# Fitting Example Using dfddm

#### July 08, 2020

Function dfddm evaluates the density function (or probability density function, PDF) for the Ratcliff diffusion decision model (DDM) using different methods for approximating the full PDF, which contains an infinite sum. An overview of the mathematical details of the different approximations is provided in the Math Vignette. An empirical validation of the implemented methods is provided in the Validity Vignette. Timing benchmarks for the present methods and comparison with existing methods are provided in the Benchmark Vignette.

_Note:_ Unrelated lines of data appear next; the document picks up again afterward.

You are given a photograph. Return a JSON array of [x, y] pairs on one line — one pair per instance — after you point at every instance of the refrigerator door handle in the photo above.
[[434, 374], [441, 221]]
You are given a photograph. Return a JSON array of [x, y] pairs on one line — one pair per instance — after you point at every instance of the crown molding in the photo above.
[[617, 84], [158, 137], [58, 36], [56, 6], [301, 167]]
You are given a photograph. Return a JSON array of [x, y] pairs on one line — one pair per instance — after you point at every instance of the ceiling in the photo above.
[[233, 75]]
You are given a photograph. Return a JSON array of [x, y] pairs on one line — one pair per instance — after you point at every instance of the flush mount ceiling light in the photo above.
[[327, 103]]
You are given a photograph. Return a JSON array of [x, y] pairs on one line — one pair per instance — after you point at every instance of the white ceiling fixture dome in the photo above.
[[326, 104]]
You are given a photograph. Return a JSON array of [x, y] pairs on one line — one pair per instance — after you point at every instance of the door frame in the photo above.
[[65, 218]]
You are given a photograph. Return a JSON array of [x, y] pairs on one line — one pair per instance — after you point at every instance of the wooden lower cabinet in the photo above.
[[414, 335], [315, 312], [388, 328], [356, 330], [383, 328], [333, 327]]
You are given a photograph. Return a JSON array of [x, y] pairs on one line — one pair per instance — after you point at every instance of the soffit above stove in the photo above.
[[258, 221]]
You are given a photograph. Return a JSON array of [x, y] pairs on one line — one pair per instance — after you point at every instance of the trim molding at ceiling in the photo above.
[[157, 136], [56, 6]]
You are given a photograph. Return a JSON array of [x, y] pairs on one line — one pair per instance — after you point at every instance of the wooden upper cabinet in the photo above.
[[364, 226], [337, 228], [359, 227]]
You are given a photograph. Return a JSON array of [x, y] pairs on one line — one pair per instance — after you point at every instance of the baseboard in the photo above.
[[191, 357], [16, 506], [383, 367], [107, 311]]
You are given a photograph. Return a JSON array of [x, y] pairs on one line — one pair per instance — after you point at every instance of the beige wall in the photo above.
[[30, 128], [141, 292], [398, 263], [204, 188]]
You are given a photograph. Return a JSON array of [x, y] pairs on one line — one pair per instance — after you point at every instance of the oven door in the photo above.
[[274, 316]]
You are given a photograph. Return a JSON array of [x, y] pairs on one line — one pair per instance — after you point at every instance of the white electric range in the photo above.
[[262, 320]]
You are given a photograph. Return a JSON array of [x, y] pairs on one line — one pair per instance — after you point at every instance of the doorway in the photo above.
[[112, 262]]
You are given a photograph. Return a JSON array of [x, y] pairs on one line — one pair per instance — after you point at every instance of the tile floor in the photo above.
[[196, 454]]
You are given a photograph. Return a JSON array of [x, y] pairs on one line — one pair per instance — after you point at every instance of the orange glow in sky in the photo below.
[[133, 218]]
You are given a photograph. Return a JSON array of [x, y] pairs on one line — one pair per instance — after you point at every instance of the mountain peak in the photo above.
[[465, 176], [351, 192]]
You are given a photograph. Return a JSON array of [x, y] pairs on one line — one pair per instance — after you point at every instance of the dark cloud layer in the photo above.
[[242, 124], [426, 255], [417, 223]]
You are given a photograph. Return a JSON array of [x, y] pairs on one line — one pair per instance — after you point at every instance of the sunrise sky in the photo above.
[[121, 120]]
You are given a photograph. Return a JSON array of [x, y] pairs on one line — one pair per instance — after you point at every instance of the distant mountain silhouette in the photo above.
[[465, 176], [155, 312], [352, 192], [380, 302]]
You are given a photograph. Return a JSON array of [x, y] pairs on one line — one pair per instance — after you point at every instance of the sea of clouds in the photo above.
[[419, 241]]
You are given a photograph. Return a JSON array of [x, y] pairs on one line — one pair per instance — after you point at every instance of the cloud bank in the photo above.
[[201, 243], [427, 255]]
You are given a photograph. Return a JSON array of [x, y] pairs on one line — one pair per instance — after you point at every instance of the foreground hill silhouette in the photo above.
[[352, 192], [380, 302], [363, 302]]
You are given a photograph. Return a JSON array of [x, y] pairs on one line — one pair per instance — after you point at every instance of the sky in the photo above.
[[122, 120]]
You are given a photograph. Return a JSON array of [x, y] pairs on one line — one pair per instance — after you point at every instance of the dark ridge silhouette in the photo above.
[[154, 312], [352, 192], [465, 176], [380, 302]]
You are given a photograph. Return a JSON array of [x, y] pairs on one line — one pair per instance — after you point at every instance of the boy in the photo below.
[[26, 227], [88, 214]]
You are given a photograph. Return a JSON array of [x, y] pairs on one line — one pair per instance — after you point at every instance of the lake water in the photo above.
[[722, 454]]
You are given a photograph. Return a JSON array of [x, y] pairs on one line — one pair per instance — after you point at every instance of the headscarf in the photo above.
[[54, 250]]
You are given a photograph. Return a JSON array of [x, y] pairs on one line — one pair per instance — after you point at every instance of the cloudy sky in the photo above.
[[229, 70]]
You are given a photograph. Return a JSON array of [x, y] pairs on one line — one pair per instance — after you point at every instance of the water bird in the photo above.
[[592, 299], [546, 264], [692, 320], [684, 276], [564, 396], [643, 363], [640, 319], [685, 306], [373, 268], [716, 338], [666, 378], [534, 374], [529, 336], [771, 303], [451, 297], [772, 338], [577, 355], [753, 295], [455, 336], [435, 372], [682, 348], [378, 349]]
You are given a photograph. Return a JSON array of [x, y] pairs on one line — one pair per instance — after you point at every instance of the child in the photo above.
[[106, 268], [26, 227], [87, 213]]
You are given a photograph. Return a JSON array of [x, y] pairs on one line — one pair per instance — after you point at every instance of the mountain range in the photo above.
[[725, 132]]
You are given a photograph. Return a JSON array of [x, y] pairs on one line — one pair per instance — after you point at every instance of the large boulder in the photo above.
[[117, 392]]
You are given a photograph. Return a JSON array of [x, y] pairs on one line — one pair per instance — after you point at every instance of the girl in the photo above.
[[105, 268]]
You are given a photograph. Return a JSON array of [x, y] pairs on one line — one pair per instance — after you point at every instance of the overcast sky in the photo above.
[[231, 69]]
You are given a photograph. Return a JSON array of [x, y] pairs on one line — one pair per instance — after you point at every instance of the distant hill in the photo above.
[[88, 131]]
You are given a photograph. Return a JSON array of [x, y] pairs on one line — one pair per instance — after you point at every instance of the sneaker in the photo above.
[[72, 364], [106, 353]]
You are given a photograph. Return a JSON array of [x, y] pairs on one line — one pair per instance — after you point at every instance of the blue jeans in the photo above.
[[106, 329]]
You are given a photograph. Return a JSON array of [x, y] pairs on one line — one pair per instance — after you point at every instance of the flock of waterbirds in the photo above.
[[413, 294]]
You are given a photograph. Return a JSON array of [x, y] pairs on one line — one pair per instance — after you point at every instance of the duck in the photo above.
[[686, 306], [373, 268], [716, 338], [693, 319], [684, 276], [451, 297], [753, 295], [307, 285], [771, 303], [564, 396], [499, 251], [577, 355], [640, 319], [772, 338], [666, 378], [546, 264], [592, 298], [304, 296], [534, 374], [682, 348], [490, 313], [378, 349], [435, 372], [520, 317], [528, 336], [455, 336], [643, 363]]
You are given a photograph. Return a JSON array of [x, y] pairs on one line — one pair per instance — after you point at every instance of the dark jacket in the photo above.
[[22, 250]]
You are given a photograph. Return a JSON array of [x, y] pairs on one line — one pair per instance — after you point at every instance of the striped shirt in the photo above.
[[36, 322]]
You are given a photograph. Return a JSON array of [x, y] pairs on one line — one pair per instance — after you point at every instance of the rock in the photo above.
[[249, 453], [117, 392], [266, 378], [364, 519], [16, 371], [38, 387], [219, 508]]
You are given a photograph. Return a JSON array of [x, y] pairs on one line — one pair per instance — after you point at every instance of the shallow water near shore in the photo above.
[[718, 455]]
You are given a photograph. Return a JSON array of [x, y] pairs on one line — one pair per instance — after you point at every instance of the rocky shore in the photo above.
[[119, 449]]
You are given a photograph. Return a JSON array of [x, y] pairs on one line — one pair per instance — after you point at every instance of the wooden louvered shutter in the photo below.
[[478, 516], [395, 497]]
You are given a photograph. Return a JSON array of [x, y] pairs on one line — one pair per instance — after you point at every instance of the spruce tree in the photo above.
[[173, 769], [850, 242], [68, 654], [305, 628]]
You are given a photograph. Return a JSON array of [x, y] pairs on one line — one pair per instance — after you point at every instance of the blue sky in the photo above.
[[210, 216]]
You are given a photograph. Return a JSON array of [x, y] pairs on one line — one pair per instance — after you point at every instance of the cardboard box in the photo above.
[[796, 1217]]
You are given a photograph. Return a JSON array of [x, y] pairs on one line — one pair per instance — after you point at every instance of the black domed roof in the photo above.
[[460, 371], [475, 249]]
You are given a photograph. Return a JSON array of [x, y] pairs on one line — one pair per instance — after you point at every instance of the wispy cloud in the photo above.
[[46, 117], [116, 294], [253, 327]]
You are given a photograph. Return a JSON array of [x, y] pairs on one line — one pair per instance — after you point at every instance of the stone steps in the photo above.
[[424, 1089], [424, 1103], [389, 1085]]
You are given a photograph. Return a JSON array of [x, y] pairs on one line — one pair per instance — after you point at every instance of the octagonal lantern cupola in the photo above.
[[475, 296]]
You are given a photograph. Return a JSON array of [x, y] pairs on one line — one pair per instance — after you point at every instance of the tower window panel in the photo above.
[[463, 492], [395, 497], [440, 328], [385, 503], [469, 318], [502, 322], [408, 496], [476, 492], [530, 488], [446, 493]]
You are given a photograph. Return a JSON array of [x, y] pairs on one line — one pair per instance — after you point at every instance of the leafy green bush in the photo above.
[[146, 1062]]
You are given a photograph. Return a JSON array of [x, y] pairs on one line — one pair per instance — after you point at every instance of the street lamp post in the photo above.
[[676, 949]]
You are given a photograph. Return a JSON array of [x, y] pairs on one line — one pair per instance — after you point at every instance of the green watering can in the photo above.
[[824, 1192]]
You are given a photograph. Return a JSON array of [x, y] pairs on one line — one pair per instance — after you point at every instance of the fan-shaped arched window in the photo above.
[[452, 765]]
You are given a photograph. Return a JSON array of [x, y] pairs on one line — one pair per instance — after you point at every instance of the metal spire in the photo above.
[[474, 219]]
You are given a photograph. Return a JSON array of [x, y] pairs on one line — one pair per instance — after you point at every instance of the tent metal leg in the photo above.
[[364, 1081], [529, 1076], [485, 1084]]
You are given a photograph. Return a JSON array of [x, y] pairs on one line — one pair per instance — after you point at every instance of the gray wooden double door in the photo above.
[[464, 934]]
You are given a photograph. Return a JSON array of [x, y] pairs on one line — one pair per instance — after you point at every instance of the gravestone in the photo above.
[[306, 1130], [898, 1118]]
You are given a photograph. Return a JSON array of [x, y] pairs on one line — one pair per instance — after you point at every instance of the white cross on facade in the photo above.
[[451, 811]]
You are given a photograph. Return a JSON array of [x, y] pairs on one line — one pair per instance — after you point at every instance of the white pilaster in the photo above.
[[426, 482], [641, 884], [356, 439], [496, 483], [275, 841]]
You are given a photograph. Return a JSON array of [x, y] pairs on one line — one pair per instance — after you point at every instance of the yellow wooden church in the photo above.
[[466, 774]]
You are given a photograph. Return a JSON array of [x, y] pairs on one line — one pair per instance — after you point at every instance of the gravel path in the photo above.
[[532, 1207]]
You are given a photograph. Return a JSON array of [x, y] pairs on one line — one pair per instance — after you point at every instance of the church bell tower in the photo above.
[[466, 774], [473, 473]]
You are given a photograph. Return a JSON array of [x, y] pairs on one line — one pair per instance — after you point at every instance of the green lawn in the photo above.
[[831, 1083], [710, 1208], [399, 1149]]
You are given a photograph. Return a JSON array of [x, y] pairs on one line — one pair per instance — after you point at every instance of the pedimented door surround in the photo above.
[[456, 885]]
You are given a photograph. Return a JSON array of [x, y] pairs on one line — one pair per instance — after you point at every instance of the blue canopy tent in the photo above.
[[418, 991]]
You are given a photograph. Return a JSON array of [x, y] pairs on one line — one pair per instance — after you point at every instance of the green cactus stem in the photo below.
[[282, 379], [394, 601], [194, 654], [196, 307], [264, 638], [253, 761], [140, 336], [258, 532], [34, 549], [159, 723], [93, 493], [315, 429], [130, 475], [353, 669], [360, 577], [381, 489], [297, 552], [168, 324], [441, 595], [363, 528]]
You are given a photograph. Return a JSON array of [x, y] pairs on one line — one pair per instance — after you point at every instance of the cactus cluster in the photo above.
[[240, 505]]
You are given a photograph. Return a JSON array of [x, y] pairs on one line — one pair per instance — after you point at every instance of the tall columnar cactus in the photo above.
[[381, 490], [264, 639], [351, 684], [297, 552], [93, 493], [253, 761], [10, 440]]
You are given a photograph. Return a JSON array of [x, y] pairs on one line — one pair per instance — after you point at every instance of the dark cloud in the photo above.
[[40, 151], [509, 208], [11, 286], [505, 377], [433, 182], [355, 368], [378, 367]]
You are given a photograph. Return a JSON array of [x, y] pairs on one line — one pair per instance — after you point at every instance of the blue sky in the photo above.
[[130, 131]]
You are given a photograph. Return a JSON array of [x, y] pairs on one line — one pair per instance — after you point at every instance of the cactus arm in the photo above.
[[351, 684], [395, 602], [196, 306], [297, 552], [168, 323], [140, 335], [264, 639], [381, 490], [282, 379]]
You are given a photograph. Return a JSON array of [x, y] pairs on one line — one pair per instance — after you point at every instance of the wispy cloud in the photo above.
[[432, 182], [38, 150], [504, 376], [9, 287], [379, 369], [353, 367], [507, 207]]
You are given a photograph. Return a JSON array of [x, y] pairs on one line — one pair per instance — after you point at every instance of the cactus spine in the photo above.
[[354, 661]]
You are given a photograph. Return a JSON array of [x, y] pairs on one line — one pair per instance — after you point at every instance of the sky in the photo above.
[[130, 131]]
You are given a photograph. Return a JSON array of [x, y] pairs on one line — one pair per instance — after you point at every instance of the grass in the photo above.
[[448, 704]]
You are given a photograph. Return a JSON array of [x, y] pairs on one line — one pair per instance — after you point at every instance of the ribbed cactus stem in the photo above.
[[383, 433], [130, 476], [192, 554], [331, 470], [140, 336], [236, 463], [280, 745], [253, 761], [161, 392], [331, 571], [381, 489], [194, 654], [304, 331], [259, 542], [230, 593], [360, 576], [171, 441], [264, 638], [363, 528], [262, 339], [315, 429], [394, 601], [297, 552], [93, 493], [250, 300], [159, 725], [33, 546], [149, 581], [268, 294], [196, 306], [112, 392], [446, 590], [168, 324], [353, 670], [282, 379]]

Our implementation of the DDM has the following parameters: $$a \in (0, \infty)$$ (threshold separation), $$v \in (-\infty, \infty)$$ (drift rate), $$t_0 \in [0, \infty)$$ (non-decision time/response time constant), $$w \in (0, 1)$$ (relative starting point), and $$sv \in (0, \infty)$$ (inter-trial-variability of drift).

# Introduction

This vignette contains two examples of how to use fddm, in particular the dfddm function, in fitting the DDM to real-world data. We will load a dataset that is included in the fddm package and fit the Ratcliff DDM to the response time data contained within the dataset. We will show a simple fitting procedure for estimating the DDM parameter values for only a single individual in the study in addition to a more involved fitting procedure that includes DDM parameter estimation for all of the individuals in the study. After running this more involved optimization, we provide a rudimentary analysis of the fitted parameter estimates that groups the parameter estimates by the expertise of the study’s participants.

# Example Fitting

In this example, we will fit to the med_dec data that comes with fddm. This data contains the accuracy condition reported in Trueblood et al. (2018) investigating medical decision making among medical professionals (pathologists) and novices (i.e., undergraduate students). The task of participants was to judge whether pictures of blood cells show cancerous cells (i.e., blast cells) or non-cancerous cells (i.e., non-blast cells). The data set contains 200 decision per participant, based on pictures of 100 true cancerous cells and pictures of 100 true non-cancerous cells. We load the fddm package, read the data, and remove any invalid responses from the data.

library("fddm")
data(med_dec, package = "fddm")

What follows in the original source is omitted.